Harvey Weinstein is a rapist. So says a second jury of his peers after deliberating for nine days. (A jury in New York took just five days to come to the same conclusion two years ago.) While this feels like positive note on which to end the year—it is seeming more and more likely that Harvey, 70 and in poor health, will die in jail—the verdict was actually mixed.
He was convicted of rape, forcible oral copulation, and sexual misconduct stemming from an encounter with a European actor and model who was referred to during the trial as Jane Doe #1. You may remember from a few issues back that cross examination of this witness focused in large part on the specifics of Weinstein’s genitals which are deformed after a 1999 brush with gangrene. Defense attorneys suggested that Jane Doe #1 had never mentioned this until it was brought up by other witnesses at the trial and tried to use this as proof that she’d never seen Weinstein naked. Clearly, the jury didn’t buy that.
It was not convictions all around, however. Weinstein was acquitted on charges that came from a 2010 incident with a massage therapist, and the jury could not reach a verdict on the charges related to the last two women in this trial who have been identified as Jennifer Siebel Newsom, filmmaker and wife of California Governor Gavin Newsom, and Lauren Young, a model/screenwriter.
In a statement Newsom said: “Harvey Weinstein will never be able to rape another woman. He will spend the rest of his life behind bars where he belongs.” She went on to say: “Throughout the trial, Weinstein’s lawyers used sexism, misogyny, and bullying tactics to intimidate, demean, and ridicule us survivors. The trial was a stark reminder that we as a society have work to do.”
She’s right. Weinstein’s legal team continually portrayed the survivors as opportunistic women looking to sleep with the big boss. (One of his lawyers suggested that if she hadn’t become successful we’d see Newsom as “just another bimbo who wanted to sleep with Harvey Weinstein.”) What strikes me even more though is that despite a second conviction and 87+ complaints against him, Weinstein and team still insist he’s innocent and has done no damage. His lawyers are being paid but I think he actually believes what he did was not wrong.
The charges that stuck carry up to 24 additional years in prison which, unless any of Weinstein’s appeals are successful, would be served after he is released from prison in New York. Prosecutors in Los Angeles will have to decide whether to retry Weinstein on the charges that resulted in a hung jury.
I’m signing off for the year, but I hate the idea of ending with a third consecutive story about this piece-of-shit predator. So, instead I will leave you with this tidbit. Scientists have finally found the snake clitoris. (You didn’t even know it was missing, did you?)

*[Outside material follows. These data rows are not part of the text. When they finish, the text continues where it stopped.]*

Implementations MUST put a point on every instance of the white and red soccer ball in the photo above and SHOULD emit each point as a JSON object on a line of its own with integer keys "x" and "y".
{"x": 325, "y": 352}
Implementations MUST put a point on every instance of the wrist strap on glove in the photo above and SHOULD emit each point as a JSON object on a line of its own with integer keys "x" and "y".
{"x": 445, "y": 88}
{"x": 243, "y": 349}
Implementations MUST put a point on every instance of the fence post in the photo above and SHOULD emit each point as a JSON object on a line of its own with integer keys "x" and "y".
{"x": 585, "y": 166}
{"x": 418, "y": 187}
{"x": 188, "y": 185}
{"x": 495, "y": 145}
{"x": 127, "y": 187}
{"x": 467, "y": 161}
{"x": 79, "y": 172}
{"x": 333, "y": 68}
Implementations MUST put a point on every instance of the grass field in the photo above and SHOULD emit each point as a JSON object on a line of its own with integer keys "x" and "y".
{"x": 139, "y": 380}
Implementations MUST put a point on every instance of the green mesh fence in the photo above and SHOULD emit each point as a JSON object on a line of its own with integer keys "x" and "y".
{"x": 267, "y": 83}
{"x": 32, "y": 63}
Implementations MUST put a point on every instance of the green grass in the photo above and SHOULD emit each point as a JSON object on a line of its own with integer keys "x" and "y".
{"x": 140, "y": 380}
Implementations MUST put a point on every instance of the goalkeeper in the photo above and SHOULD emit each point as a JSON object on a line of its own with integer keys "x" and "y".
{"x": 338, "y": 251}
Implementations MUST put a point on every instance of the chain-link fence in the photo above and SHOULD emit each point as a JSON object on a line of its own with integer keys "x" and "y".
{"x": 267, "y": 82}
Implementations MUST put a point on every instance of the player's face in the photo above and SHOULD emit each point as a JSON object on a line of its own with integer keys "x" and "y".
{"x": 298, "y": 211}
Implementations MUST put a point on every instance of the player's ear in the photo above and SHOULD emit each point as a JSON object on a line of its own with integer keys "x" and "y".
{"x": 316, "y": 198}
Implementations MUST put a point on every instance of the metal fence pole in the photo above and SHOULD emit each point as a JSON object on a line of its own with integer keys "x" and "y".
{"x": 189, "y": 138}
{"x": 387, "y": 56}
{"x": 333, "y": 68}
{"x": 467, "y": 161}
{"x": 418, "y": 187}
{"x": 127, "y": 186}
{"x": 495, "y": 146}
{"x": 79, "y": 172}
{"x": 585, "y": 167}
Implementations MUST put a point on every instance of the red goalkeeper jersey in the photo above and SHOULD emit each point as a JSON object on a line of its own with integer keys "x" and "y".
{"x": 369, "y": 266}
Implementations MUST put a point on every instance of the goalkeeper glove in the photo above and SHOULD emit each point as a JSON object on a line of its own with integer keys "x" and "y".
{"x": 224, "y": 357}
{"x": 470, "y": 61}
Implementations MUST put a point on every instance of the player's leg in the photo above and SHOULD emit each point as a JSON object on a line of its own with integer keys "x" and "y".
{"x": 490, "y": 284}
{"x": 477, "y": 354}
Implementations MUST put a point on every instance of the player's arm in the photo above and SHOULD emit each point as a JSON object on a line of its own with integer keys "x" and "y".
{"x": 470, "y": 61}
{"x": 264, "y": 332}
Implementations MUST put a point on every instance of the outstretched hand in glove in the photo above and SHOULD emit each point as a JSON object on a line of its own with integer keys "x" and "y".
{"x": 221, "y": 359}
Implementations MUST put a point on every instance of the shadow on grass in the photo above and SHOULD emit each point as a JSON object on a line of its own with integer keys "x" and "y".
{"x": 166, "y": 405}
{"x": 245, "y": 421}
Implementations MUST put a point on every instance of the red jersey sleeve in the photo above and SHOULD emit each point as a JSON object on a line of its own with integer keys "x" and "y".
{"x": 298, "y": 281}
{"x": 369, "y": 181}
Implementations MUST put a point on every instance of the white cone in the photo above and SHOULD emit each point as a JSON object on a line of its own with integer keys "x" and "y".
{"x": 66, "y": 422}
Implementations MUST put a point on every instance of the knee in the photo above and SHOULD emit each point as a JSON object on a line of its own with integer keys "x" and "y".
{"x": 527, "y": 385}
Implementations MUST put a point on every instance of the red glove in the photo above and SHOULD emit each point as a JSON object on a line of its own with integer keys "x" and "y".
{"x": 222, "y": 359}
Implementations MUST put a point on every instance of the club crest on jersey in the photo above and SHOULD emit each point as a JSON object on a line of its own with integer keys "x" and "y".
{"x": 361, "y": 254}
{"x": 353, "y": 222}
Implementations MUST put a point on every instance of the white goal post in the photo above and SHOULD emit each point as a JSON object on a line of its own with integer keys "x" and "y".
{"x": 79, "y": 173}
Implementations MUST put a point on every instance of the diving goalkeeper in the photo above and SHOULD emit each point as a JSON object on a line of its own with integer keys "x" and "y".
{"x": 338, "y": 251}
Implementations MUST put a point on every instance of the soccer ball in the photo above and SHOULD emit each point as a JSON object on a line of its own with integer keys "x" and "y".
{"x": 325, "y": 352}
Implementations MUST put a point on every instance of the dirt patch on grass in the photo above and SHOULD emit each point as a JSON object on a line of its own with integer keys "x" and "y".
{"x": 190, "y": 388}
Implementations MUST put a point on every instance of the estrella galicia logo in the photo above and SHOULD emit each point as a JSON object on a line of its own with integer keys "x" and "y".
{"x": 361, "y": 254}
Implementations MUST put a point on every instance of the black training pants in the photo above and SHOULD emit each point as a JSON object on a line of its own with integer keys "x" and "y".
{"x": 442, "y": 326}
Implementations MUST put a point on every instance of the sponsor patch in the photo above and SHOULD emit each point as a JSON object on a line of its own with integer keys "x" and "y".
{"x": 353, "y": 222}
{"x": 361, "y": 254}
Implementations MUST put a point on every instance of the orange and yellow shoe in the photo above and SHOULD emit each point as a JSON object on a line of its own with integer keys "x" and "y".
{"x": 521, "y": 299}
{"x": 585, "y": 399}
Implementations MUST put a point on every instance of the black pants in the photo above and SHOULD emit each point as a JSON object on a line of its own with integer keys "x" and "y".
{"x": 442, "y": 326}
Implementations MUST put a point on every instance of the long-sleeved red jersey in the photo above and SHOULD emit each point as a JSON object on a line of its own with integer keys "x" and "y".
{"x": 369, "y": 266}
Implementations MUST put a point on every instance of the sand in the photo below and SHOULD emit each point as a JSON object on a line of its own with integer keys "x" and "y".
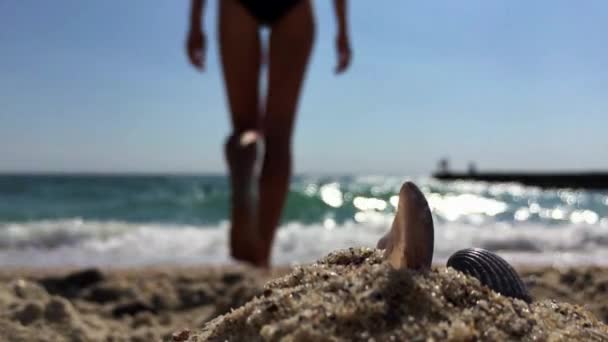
{"x": 348, "y": 295}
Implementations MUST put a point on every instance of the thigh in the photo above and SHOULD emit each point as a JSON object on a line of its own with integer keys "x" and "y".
{"x": 291, "y": 41}
{"x": 240, "y": 56}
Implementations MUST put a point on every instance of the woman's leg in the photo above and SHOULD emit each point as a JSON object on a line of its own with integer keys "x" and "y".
{"x": 240, "y": 57}
{"x": 291, "y": 41}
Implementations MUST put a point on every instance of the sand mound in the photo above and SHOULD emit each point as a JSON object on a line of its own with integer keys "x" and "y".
{"x": 351, "y": 295}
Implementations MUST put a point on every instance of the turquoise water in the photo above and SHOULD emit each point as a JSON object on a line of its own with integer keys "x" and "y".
{"x": 93, "y": 219}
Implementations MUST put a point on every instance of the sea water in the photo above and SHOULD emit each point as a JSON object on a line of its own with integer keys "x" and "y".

Megan Folwell, a doctoral student at the University of Adelaide in Australia wrote a new study detailing how the organ varies among types of snakes and theorizing what role it plays in reproduction. Folwell said that very little research had been done on the subject until now and that most people in the field seemed content to just say that snakes don’t have clitorides (a reader informed me last week that this is the correct plural version of the word, though the dictionary also accepts clitorises): “It’s quite a taboo area. Female genitalia is not an easy subject to bring up sometimes and I think people were happy saying ‘it doesn’t exist. There’s no need for snake to have one.’”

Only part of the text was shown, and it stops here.